Pauling’s Rules grew from an understanding of chemistry and physics, but also involved
a new passion of Pauling’s: model building. His interest in the structure of molecules
led naturally to an approach based on the visualization of those structures. Pauling
thought of molecules in three dimensions. While in Germany he had seen some elegant
models of molecules made of wooden balls and wires, and he brought home an understanding
of the value of accurate model-building.
In his attack on complex crystal structures, Pauling combined his Rules with model-building.
He knew for example that oxygen atoms in crystals often formed an octahedron, a cube-shaped
arrangement, with other elements. Carbon formed tetrahedra. Sodium and chlorine took
a cube-shaped arrangements in table salt.
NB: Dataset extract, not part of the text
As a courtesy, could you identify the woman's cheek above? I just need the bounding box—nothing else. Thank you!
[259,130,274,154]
With these basic building-block shapes in
mind, Pauling used his Rules to determine how they fit together, whether they shared
a side or a face or a point. He began doodling pictures and then, with Ava Helen’s
help, started folding three-dimensional shapes out of paper and sewing them together.
These paper models helped him tremendously: He could now see what fit and what did
not, and could try new combinations again and again.
The models were made painstakingly, using what was known about the sizes of atoms
and ions, fitting what was known about bond lengths and angles from x-ray crystallography
studies, matching the dictates of Pauling’s Rules.
When he created a model that seemed to fit all the data, he could work backwards,
judging what sort of complex x-ray pattern his model might create instead of using
the x-ray pattern to determine the structure.
In later years, Pauling frequently collaborated with a talented artist named Roger Hayward to illustrate Pauling's ideas on the shapes and orientations of atoms and molecules.